Sevilla, 1 jun (EFE).- La Confederación Hidrográfica del Guadalquivir prevé invertir 130 millones en la mejora de abastecimiento y saneamiento en la demarcación del Guadalquivir en los próximos cuatro años, gracias a los fondos FEDER y de cohesión de la UE y a la colaboración de las empresas beneficiarias.

El presidente de la CHG, Joaquín Castillo, ha hecho este anuncio en una jornada técnica de Asociación de Abastecimientos y Saneamientos de Andalucía (ASA), celebrada hoy en la sede de Aljarafesa en Tomares (Sevilla) con motivo de su 25 aniversario, ha informado la CHG en un comunicado.
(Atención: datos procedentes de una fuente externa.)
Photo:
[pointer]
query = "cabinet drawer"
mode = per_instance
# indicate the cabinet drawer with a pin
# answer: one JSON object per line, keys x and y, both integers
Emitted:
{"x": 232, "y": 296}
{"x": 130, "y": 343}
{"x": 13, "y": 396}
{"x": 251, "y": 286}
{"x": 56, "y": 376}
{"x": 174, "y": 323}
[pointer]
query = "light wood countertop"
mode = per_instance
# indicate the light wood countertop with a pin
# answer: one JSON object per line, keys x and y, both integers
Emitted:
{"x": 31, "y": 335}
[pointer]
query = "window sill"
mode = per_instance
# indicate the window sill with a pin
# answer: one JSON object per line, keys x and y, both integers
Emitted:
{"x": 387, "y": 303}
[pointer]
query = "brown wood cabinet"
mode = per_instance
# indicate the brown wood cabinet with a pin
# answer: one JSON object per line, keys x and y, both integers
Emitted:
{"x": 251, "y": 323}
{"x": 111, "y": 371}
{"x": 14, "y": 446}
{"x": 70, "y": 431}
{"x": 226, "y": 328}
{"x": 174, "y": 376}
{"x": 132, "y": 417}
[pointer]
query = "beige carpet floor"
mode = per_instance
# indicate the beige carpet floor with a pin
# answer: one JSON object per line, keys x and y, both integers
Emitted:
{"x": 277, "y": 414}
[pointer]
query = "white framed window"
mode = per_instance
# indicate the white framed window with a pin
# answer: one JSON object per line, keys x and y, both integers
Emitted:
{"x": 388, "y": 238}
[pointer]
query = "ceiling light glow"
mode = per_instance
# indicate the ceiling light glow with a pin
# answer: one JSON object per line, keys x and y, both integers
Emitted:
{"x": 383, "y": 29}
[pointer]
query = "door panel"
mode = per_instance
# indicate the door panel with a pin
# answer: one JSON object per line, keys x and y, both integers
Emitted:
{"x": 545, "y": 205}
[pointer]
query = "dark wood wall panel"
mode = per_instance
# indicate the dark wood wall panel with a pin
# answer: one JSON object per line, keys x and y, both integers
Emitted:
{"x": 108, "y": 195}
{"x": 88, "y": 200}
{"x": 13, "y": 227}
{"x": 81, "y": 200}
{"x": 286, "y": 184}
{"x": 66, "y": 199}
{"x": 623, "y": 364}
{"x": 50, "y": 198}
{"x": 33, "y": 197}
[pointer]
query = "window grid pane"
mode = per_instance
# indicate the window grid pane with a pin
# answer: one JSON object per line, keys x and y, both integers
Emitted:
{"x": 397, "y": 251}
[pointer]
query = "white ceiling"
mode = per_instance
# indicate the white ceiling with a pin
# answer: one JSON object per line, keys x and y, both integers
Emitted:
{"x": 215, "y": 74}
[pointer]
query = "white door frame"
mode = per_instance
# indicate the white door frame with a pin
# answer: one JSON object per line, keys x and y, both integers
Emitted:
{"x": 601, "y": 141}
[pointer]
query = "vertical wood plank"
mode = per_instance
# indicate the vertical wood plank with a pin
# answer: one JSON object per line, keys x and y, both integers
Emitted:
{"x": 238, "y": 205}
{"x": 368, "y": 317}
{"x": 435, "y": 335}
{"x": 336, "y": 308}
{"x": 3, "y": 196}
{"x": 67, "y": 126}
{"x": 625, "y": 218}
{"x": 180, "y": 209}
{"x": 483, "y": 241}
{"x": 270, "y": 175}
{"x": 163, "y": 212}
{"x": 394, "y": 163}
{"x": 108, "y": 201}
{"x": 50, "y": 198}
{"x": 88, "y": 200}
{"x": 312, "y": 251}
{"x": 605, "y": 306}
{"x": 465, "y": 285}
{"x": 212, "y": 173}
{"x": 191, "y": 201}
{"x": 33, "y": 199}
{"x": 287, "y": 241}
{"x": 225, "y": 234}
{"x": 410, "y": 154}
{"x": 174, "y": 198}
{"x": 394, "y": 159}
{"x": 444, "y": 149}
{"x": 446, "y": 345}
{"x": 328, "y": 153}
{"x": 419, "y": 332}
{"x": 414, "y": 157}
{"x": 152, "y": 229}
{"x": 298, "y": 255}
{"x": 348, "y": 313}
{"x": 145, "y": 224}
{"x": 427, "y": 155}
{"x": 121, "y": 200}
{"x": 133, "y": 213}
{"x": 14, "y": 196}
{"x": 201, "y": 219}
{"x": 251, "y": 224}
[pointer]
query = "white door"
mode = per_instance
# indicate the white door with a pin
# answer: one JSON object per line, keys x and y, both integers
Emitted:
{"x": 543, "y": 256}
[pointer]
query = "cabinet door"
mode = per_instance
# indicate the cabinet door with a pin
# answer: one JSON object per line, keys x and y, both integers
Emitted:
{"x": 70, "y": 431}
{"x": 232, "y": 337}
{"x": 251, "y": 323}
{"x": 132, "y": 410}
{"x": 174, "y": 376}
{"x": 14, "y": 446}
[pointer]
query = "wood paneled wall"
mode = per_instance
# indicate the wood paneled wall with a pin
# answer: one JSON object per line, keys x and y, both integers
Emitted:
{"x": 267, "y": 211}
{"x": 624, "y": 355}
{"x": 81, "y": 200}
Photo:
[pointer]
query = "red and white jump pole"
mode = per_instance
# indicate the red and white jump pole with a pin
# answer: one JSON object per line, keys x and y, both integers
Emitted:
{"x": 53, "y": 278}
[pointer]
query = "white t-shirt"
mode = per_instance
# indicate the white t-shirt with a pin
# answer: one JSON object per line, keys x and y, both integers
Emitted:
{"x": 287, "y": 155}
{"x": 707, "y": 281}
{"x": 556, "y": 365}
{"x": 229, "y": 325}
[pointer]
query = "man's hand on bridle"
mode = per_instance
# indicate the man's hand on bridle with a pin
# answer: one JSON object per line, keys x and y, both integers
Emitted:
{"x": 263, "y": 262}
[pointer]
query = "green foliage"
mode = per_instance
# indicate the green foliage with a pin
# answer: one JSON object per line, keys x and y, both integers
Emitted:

Ha subrayado la necesidad de perfeccionar la gestión de los recursos hídricos fomentando la reducción de las demandas y optimizando la oferta.

Castillo ha destacado la importancia que tiene la demanda para uso urbano en la demarcación que, a pesar de suponer tan sólo el 11 % de los consumos, es un sector trascendental para garantizar la calidad de vida de la ciudadanía.

Por ello, en consonancia con la Directiva Marco del Agua, el presidente de la CHG ha subrayado la importancia de avanzar en un uso eficiente y sostenible de agua, garantizando tanto el abastecimiento a todas las poblaciones como la buena calidad de los ríos y sus ecosistemas asociados.

Asimismo, ha recordado que la propuesta de proyecto de plan hidrológico se encuentra a consulta pública hasta el 15 de junio y ha animado a los usuarios a participar para la mejora del documento final. EFE


*Fuente:efeverde.com*

----------


## ben-amar

Pues ya puede dejar unos cuartos para limpiar en condiciones Cordobilla y no dejarlo hecho unos zorros  :Big Grin:  :Big Grin:

----------